Scleritis — how to spot it fast and protect your sight
Scleritis is a deep, painful inflammation of the white part of the eye (the sclera). It’s not the same as simple red-eye. This one feels worse — a deep, boring pain that often gets worse with eye movement and can wake you up at night. Read on so you know when to act fast.
What causes scleritis and who gets it?
Many people with scleritis have an underlying autoimmune disease — think rheumatoid arthritis, lupus, or vasculitis. Infections can also trigger it, though that’s less common. It can appear at any age, but adults with known autoimmune conditions are at higher risk.

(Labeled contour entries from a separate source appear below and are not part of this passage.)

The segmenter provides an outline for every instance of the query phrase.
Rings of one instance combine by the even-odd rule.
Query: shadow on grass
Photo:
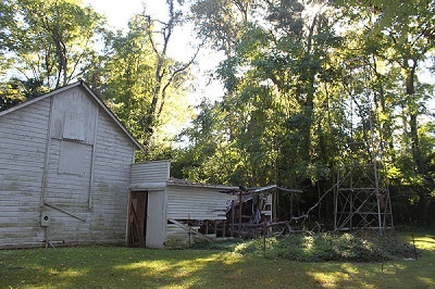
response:
[[[211,250],[8,250],[0,251],[0,288],[435,287],[435,248],[425,244],[417,261],[387,263],[300,263]]]

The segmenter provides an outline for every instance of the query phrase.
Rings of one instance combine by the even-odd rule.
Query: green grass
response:
[[[223,250],[3,250],[0,288],[435,288],[435,234],[420,233],[415,243],[417,261],[384,263],[295,262]]]

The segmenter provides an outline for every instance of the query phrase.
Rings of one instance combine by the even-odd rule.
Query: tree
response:
[[[5,0],[1,46],[22,77],[58,88],[78,78],[103,18],[79,0]]]

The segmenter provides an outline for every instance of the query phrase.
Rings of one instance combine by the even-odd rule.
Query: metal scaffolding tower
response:
[[[389,191],[383,174],[383,139],[373,71],[363,58],[344,63],[341,161],[334,191],[334,228],[377,229],[393,227]]]

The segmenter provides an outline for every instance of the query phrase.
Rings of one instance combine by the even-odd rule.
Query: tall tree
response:
[[[50,88],[79,77],[103,18],[80,0],[4,0],[0,49],[21,77]]]

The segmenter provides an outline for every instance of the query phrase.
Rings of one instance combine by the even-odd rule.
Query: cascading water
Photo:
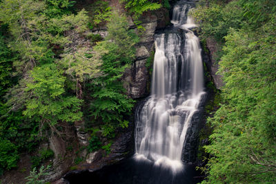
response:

If you have joint pain, rashes, unexplained fevers, or lung symptoms along with eye pain, tell your doctor — that combination matters.
Scleritis comes in types: anterior (visible as a very red, inflamed white of the eye) and posterior (hidden further back and harder to see). Anterior scleritis can be diffuse, nodular, or necrotizing. Necrotizing scleritis is the most serious — it can permanently damage the eye if not treated quickly.
How doctors diagnose and treat scleritis
Diagnosis starts with an eye exam. Your eye doctor will look for deep redness that doesn’t blanch fully with topical drops and check for tenderness. They’ll use a slit lamp to inspect the sclera and may do a dilated exam to check the back of the eye. If posterior scleritis is suspected, they’ll order an ultrasound (B-scan) or OCT to see inflammation behind the eye.
Expect blood tests too: markers like rheumatoid factor (RF), anti-CCP, ANA, and ANCA help find an autoimmune cause. If infection is possible, doctors will test for specific bacteria, fungi, or viruses before giving immune-suppressing drugs.
Treatment depends on severity. Mild cases may respond to NSAIDs (like oral ibuprofen) and steroid eye drops. More serious or sight-threatening cases need systemic steroids (oral or IV) and often steroid-sparing immunosuppressants: methotrexate, azathioprine, mycophenolate, or cyclosporine. Biologic drugs (for example, TNF inhibitors) can help when other meds fail. If an infection caused the scleritis, antibiotics or antifungals are used instead of immune suppression.
Don’t wear contact lenses during active scleritis. Use pain control and lubricating drops as recommended, and keep follow-up appointments — scleritis can flare again or cause complications like glaucoma, cataract, or thinning of the sclera.
When is it an emergency? See an eye doctor right away if you have sudden vision loss, severe worsening pain, or a rapidly enlarging area of redness or white thinning of the eye. Quick treatment can save vision.
Questions for your doctor: what caused this; do I need blood tests; which meds are best for me; what side effects should I watch for; how often should I follow up? Clear answers will help you avoid surprises and protect your sight.